Account the total number of microorganisms in air using Omeliansky’s formula (exposure is 5 min).

Compare with normative data and make a conclusion.

4. Determine a coli-titer and coli-index of water using method of membrane filters.

Account coliform colonies on the filter.

Determine a coli-titer and coli-index of water (the volume of water passed through the filter is 500 ml (sample 1); is 100 ml (sample 2); is 1000 ml (sample 3))

Compare with normative data for tap water and make a conclusion about quality of water.

Lesson 48

Theme: Virology.

Morphology and structure of the viruses.

Methods of their cultivation.

I. STUDENTS’ INDEPENDENT STUDY PROGRAM

1. Classification, structure and chemical composition of viruses:

a – basis principles of classification of viruses; modern classification of viruses.

b – structure of a virion, their dimensions; simple (naked) and complex (enveloped) viruses;

c – types of virus symmetry;

d –chemical composition of viruses

2. Main methods of cultivation of viruses:

a – inoculation of a laboratory animal;

b – inoculation of a embryonated eggs;

c – inoculation into the cell cultures, their types and classification.

3. Types of interaction of viruses and sensitive cells.

4. Replicative cycle of a virus in the host cell:

5. Prions and viroids as causative agents of different diseases.

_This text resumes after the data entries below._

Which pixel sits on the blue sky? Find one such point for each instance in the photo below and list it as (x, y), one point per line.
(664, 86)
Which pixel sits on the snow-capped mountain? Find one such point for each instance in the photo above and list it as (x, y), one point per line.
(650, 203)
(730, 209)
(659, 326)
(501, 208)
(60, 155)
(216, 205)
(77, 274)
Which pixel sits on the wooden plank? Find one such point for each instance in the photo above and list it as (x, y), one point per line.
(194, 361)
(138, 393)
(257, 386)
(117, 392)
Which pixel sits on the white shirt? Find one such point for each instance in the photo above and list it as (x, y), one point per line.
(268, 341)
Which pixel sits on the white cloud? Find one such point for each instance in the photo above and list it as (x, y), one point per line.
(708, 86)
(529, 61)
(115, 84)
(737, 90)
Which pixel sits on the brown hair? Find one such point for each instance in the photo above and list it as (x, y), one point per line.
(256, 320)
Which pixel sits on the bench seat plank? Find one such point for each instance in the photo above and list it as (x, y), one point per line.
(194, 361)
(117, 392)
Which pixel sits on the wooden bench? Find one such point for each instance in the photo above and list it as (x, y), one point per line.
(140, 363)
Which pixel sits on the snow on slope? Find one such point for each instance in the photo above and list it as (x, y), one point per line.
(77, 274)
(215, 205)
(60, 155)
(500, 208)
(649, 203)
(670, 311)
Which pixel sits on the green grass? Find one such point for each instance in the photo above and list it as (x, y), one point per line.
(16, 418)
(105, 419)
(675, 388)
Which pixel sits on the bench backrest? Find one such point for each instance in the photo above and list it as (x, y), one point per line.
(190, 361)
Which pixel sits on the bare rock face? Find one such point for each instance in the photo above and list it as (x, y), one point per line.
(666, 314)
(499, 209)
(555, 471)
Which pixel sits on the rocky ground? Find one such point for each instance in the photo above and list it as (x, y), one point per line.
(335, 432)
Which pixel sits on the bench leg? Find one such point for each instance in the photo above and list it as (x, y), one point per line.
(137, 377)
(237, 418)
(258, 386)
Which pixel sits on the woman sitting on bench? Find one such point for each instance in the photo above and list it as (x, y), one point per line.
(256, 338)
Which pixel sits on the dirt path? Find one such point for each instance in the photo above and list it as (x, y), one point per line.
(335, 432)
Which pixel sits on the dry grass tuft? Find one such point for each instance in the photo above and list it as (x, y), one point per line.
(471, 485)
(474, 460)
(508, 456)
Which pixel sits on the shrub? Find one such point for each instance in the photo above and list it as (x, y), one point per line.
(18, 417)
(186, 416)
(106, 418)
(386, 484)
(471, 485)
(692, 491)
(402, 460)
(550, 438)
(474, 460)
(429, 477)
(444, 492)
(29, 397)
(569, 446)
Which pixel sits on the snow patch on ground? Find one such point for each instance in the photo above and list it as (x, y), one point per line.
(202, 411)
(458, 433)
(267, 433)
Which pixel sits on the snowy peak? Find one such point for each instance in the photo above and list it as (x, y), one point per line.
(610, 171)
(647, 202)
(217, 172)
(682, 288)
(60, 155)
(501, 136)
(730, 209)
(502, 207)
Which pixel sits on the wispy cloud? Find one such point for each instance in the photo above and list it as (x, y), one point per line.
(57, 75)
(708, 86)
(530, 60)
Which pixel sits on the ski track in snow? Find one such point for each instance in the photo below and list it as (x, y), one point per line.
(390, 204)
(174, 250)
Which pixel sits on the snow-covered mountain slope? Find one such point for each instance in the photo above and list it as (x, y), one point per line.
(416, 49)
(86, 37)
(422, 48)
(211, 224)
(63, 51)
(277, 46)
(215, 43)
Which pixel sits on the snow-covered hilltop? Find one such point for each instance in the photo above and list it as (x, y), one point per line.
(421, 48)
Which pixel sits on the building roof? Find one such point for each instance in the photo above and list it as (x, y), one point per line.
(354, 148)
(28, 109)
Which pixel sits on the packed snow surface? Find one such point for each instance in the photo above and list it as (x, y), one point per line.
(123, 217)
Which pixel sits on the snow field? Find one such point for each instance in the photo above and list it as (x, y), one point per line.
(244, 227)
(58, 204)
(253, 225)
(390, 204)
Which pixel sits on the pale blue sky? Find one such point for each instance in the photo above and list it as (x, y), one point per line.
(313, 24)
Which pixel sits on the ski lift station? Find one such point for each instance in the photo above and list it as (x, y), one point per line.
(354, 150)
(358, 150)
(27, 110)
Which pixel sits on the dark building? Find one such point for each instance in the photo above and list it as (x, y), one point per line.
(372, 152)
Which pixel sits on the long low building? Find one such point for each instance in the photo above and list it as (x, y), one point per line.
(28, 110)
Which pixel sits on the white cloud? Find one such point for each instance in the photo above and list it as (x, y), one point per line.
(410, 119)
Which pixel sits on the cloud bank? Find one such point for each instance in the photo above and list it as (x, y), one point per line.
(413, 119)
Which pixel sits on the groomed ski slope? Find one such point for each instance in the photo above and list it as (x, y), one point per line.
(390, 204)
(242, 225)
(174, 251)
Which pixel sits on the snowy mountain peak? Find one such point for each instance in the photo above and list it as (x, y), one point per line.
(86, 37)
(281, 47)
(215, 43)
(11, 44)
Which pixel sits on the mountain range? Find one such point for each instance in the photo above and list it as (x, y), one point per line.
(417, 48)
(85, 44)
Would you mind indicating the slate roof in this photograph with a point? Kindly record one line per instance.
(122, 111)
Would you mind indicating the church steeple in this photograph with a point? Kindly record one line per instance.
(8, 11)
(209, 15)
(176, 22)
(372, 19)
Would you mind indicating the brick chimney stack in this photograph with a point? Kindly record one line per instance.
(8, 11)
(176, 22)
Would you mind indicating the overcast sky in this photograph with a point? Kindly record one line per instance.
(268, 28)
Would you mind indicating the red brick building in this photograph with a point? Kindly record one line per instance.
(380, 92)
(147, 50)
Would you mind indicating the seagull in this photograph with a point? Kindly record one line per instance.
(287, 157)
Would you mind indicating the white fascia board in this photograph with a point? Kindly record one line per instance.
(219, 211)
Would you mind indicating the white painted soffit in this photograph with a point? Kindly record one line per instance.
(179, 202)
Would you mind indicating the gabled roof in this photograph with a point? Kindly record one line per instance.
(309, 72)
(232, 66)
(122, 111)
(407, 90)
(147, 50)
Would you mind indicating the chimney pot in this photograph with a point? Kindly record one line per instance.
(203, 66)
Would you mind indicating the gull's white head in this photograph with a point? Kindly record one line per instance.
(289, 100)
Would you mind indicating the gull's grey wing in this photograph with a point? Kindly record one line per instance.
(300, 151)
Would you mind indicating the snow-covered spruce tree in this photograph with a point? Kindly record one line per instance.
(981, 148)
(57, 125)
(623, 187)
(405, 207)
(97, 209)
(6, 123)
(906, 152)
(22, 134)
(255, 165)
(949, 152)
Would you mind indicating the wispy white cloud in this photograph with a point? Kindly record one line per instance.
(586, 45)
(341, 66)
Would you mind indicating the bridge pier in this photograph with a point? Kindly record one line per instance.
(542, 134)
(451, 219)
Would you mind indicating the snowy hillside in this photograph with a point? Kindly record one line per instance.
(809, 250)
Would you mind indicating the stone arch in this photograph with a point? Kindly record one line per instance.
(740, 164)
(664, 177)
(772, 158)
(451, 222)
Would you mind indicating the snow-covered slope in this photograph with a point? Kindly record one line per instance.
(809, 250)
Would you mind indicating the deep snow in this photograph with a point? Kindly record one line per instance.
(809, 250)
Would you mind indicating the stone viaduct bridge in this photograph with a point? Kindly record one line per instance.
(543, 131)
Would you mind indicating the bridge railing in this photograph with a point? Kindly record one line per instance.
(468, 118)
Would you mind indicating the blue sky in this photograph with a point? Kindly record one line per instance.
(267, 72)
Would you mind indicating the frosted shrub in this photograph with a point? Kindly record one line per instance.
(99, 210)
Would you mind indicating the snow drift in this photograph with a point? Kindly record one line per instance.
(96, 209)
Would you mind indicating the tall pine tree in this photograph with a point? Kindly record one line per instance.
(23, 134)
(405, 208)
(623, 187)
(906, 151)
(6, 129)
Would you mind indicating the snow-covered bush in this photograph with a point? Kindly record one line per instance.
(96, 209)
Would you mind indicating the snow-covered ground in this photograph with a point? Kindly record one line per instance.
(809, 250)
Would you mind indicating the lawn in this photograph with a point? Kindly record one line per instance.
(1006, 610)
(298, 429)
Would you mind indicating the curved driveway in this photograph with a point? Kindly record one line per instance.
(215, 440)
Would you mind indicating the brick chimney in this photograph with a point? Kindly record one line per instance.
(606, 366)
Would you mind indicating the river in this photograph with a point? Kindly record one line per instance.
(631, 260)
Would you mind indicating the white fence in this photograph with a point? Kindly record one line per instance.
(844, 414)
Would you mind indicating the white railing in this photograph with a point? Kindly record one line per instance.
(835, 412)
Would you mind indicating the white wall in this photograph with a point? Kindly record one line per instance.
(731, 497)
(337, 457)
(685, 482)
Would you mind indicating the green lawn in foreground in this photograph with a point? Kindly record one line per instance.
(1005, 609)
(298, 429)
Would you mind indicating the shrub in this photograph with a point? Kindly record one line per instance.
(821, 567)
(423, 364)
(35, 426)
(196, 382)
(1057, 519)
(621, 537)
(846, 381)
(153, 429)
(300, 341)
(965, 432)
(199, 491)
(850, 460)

Their biological properties.

Viruses are the smallest infectious agents (20-300 nm in diameter), containing of the one kind of nucleic acid (RNA or DNA) as their genome, usually as single molecule. The nucleic acid is enclosed in a protein shell, and the entire infectious unit is termed a virion. Viruses replicate only into the living cells.

Some Useful Definitions in Virology

Capsid: The symmetric protein coat (shell) that encloses the nucleic acid genome.

Nucleocapsid: The capsid together with the enclosed nucleic acid.

Capsomeres: Capsomeres represent clusters of polypeptides, which form the capsid.

Virion: The complete infective virus particle, which in some instances (adenoviruses, papovaviruses, picornaviruses) may be identical with the nucleocapsid. In more complex virions (herpesviruses, myxoviruses) it includes the nucleocapsid plus a surrounding envelope.

Defective virus: A virus particle that is functionally deficient in some aspect of replication. Defective virus may interfere with the replication of normal virus.

Evolutionary origin of viruses. The origin of viruses is not known. Three hypotheses have been proposed:

(1) Viruses became parasites of primitive cells, and they evolved together. Many viruses today cause no host cell damage and remain latent in the host.